I referred to the complaints of Trickett and Bull that they were still being harassed by Bingley and I also mentioned that, if Carbridge had been dead for at least four hours when the police surgeon first looked at the body, he must have been on the premises at four in the afternoon or earlier. ‘And I can’t think why,’ I said.

‘I wonder how long the students took in the preparation of their party,’ said Laura. ‘An hour, two hours, three?’

‘Not more than two at the very outside, I should say. It wasn’t like Christmas, for example. I mean, there were no decorations to put up, no elaborate cooking to be done. So far as I could see, the food was nothing but hamburgers, cocktail sausages, potato crisps and salted peanuts. There was nothing which could not be handed round more or less on the spot. There were mugs and glasses set out, but that could have been done in less than ten minutes and all the drinks were in bottles, so there was no preparation needed there.’

‘In any case, as one of the invited guests, Mr Carbridge would hardly have been asked for help in getting the party ready,’ said Dame Beatrice.

‘I still don’t know how he found out how to oil into the place without anybody else’s knowledge. I suppose he may have heard the students mention the back entrance at one of the youth hostels and simply stored up the information. He could even have arranged to meet one of the students there, but it would need to be early on, because later the other students would be getting the party ready.’

‘You mean cherchez la femme, then,’ said Laura.

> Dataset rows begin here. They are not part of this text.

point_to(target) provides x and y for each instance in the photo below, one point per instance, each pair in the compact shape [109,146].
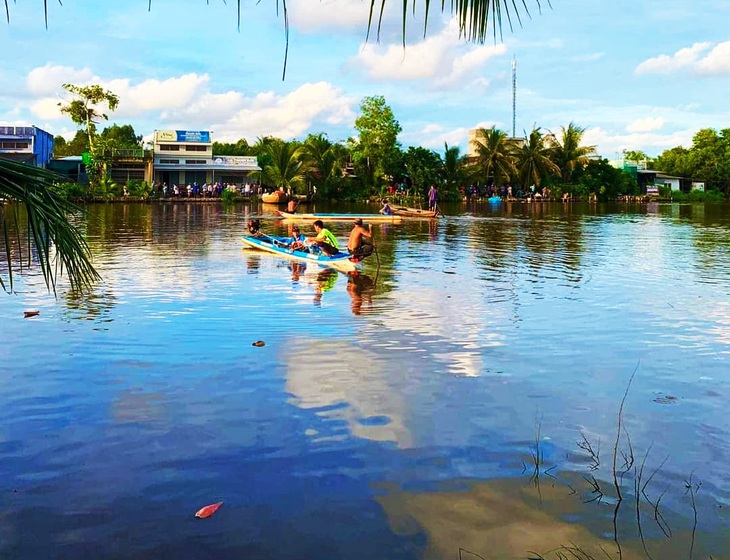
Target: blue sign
[193,135]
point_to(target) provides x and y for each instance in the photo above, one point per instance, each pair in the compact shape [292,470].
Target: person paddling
[325,240]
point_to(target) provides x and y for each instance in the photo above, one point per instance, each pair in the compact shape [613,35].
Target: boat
[333,217]
[276,197]
[340,261]
[414,212]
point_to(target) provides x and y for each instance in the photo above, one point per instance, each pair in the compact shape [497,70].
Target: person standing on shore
[432,197]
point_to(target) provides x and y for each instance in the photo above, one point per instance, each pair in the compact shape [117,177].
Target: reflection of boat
[413,212]
[340,261]
[276,197]
[333,217]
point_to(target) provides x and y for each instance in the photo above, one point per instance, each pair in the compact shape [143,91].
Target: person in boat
[324,239]
[360,242]
[254,227]
[296,241]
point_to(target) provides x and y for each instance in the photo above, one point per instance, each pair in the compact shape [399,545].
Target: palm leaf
[48,225]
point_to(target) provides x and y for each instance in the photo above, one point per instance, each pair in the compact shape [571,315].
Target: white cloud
[695,59]
[609,143]
[443,60]
[646,124]
[187,101]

‘But les femmes knew nothing about the geography of the hall of residence. It’s a pad for men students,’ I said. Laura laughed and said that she had been a student, too, in her time. ‘Not that we went in for present-day capers,’ she added, ‘but there was a men’s college not so far from ours and bets of various kinds were offered and, from time to time, accepted. Besides, if Carbridge wanted to meet one of the girls and couldn’t meet her at his digs for some reason, what was to prevent him from sending her a note and suggesting they met at the back door of the hall and he would take her in with him?’

‘I think it must have been the other way round, if it happened at all,’ said Dame Beatrice. ‘I think your reconstruction is unarguable, but, as you have indicated, the women students probably knew more about the men’s hall of residence than the authorities may have thought suitable. Therefore it is more likely that the assignation was made by the girl than by Mr Carbridge. Had it been suggested by him, she might or might not have agreed to it.’

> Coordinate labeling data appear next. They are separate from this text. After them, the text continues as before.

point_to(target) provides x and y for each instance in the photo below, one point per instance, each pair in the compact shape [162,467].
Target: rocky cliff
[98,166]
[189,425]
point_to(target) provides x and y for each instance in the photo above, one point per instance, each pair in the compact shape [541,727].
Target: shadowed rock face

‘She wouldn’t, if we’re talking about Patsy Carlow,’ I put in. ‘Todd was interested in her, too, or so I was told, and anybody who could have Todd wasn’t very likely to bother about an ass like Carbridge. I even had to keep an eye on Todd and Hera, if you want to know.’

‘The plot thickens,’ said Laura. ‘Suppose Patsy makes the ploy, Carbridge is flattered and goes blithely to his doom?’

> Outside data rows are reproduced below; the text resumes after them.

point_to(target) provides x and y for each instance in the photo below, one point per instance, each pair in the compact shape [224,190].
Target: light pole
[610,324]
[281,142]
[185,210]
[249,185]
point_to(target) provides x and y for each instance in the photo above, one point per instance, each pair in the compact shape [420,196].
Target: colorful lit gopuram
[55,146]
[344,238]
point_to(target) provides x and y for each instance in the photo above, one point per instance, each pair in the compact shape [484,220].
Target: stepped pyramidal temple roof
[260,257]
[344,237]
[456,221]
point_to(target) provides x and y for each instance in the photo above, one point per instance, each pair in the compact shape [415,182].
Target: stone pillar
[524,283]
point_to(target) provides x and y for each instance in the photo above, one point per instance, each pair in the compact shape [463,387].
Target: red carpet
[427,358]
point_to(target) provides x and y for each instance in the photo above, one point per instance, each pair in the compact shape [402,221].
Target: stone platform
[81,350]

‘Oh, no, of course he — I mean, I’m sure Patsy didn’t do anything of the sort,’ I said. ‘Why should she? Carbridge was pretty frightful in a back-slapping, “old boy, old boy” sort of way, and a bit of a nuisance to women, perhaps, but he was utterly harmless, I’m sure. If he was lured into that house and murdered, it had nothing to do with young Patsy Carlow. She is as silly as a wench can be, but —’

‘Then you mean somebody sent Carbridge a note in her name,’ said Laura, ‘and he fell into the trap.’

‘Dear me!’ said Dame Beatrice. ‘No wonder Sally’s novels had so little success with the public! Her plots must have been singularly inadequate. Let us hope the story told by the hangman’s hanger-on will prove more profitable to her.’

‘Is there any chance that this Bull’s reminiscences will get published?’ asked Laura. I replied that I would have no idea until I had read them, but that our secretary, a knowledgeable young woman, thought there might be a hope.